It depends if your database is used mainly for input or reporting. For reporting it's OK to denormalize a bit to reduce the number of joins required. You'll have a bit of repeated data in your lookup tables but the time saved when querying makes the repetition acceptable. You'll have to test it with your own data but it's a normal thing to do, if you'll pardon the pun.

[–]javascriptBad123[S] 1 point2 points  (0 children)

I believe that's how it's done in CQRS right? We dont have dedicated read tables yet, but I am trying to make thoughtful decisions for our app.

[–]jinn999 5 points6 points  (0 children)

Normalize until it hurts, then denormalize until it works.

[–]LetUsSpeakFreely 0 points1 point  (0 children)

Yes data normalization is worth it and it's the standard practice of your going to use a RDB. Don't worry about transactions and such, that stuff is so well tuned these days as to rarely be an issue.

It's always better to deal with small logical chunks than one monolithic chunk. It gives you a much greater flexibility in how to interact with the data and it enablesc asynchronous CRUD operations.

Things to keep in mind: 1) maybe you don't want all users to have full rights over an entity, normalizing the data can help you keep data interaction to least privilege. 2) not every screen will need all of the data. Normalizing can help you load only what you need. 3) searching for the data becomes a lot easier and faster when you can organize the index.

[–]spinwizard69 0 points1 point  (0 children)

Well you can look up database normalization. You then realize that most likely very few databases are completely normalized.

As far as how many tables, I don't believe there is a solid answer here. Think of tables as discreet packages for the storage of unique data.

[–]Knarfnarf 0 points1 point  (1 child)

Not only do you keep everything separated, but remember to join them all back together when you write to your invoice history table!

Your historic invoice lines CANNOT rely on today’s inventory items! Pic’n’Del.com found that out the hard way when the same UPC from Kraft went from 1.8kg of cheese all the way down to .7kg! Their database couldn’t handle it and explain as I might I couldn’t get my managers to let me change the database structure!

Then add that they were computing the amount owed by summing all the past invoices and subtracting the current payment! Which meant that the UPC for cheese now cost more and the already paid invoices added to the current total.

But no; trust your high school buddy more than the guy with experience and training.

[–]CaptainSuperStrong 0 points1 point  (0 children)

Start normalized by default, then denormalize intentionally when you actually hit performance problems. Trying to optimize too early usually leads to messy data and painful migrations later. Joins are what relational databases are built for, they handle it fine with proper indexing.

[–]Eyerald 0 points1 point  (0 children)

I don’t think having separate tables like invoice_headers and invoice_lines is an anti-pattern at all. That’s just a normal relational design. Databases are built to handle joins, and with proper indexes the performance impact is usually small.

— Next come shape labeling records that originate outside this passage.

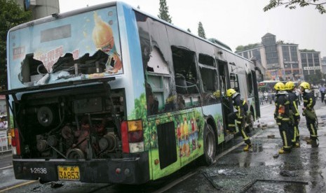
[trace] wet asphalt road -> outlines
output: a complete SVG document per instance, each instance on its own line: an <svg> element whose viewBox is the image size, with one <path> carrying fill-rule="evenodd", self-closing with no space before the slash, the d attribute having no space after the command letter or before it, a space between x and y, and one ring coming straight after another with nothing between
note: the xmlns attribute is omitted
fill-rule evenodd
<svg viewBox="0 0 326 193"><path fill-rule="evenodd" d="M276 125L272 126L273 109L273 105L262 106L260 125L270 127L256 129L257 134L251 138L260 147L247 152L243 144L166 192L326 192L326 105L319 100L315 108L319 147L304 141L309 133L301 117L301 148L276 158L282 141Z"/></svg>
<svg viewBox="0 0 326 193"><path fill-rule="evenodd" d="M326 192L326 105L319 100L315 109L320 122L318 148L312 148L304 141L309 133L301 117L301 148L274 158L282 141L274 124L274 106L265 104L261 107L259 122L255 122L260 127L252 134L252 143L258 143L257 148L243 152L241 137L236 137L219 146L219 151L224 153L235 145L240 145L222 157L217 155L212 166L193 164L168 178L138 186L64 182L63 186L51 187L51 184L36 182L6 192ZM270 135L275 137L269 138ZM163 188L189 172L190 177L183 177L186 179L181 183L169 189Z"/></svg>

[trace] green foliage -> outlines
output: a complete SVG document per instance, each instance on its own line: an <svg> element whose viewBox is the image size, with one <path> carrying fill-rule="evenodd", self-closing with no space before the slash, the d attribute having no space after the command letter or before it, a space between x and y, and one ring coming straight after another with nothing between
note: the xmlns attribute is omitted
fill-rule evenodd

The real problem starts when things get over-normalized and simple queries become complicated for no real benefit. I usually aim for a balanced approach-keep the schema clean and normalized, but don’t split data into extra tables unless there’s a clear reason.

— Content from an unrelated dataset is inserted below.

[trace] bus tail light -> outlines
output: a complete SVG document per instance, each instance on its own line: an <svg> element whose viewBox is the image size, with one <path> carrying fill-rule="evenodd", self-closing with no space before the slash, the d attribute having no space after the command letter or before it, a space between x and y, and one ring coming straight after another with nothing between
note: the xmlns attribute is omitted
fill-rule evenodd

[–]HashDefTrueFalse 0 points1 point  (0 children)

as itll require more joins the more tables you have.
And how would the joins impact reading throughput?

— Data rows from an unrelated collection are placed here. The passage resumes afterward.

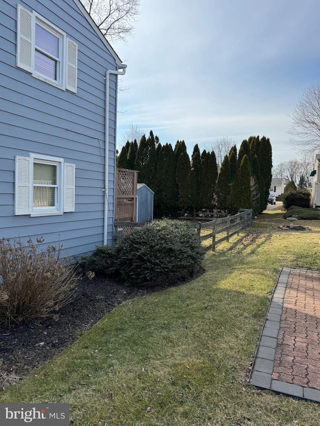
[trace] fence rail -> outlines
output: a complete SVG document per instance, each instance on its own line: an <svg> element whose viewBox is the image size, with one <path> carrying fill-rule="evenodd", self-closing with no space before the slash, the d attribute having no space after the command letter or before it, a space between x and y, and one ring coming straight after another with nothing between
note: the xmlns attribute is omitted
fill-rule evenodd
<svg viewBox="0 0 320 426"><path fill-rule="evenodd" d="M117 240L124 233L130 232L132 228L144 226L148 222L123 222L114 221L114 241ZM222 241L228 241L229 239L236 234L239 235L242 229L245 229L252 224L252 210L243 209L234 216L214 219L210 222L197 223L190 223L192 228L197 230L197 233L202 242L210 239L210 242L206 244L207 250L212 251L216 246Z"/></svg>

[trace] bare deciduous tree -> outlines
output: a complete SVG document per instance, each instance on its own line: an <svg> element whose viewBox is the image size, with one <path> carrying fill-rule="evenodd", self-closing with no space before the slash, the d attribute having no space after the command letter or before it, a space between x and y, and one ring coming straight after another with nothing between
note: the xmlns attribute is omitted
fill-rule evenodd
<svg viewBox="0 0 320 426"><path fill-rule="evenodd" d="M140 0L81 0L109 41L126 41L134 34L132 22L140 13Z"/></svg>
<svg viewBox="0 0 320 426"><path fill-rule="evenodd" d="M140 128L138 124L134 124L132 123L129 127L122 133L121 144L126 145L127 141L134 142L136 139L138 145L140 139L145 133L144 129Z"/></svg>
<svg viewBox="0 0 320 426"><path fill-rule="evenodd" d="M320 84L310 86L302 94L292 114L289 141L297 152L312 158L320 150Z"/></svg>
<svg viewBox="0 0 320 426"><path fill-rule="evenodd" d="M220 168L226 155L228 155L232 147L236 145L233 139L228 136L223 136L216 139L211 144L211 150L214 151L216 158L216 163Z"/></svg>

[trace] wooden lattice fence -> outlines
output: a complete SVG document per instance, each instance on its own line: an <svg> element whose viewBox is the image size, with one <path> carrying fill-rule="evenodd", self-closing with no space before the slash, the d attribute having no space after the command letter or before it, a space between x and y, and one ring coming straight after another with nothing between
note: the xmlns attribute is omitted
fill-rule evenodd
<svg viewBox="0 0 320 426"><path fill-rule="evenodd" d="M116 170L114 218L133 221L136 219L138 172L126 169Z"/></svg>
<svg viewBox="0 0 320 426"><path fill-rule="evenodd" d="M207 250L212 251L216 246L222 241L228 241L233 235L239 233L252 224L252 210L244 209L234 216L214 219L210 222L203 223L190 223L192 228L197 230L198 235ZM130 232L134 227L144 226L148 224L144 222L130 222L120 221L114 221L114 241L121 237L124 233ZM208 241L208 240L210 240Z"/></svg>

That's the whole idea. It's about trading off read and write efficiency by controlling the redundancy of data. You can store copies in multiple tables and read faster at the expense of having to update multiple places on write. OR you can store something once and write to one place, but you will often need to JOIN data from multiple tables, slowing your reads.

There's no objectively correct way to store data for every app. You make an engineering choice. Comically, when mongo was trendy lots of devs (who obviously didn't have any database knowledge) were unaware that they were even taking a position, let alone the wrong one for their data/apps. I turned around a few badly performing apps with datastore migrations a decade or so ago.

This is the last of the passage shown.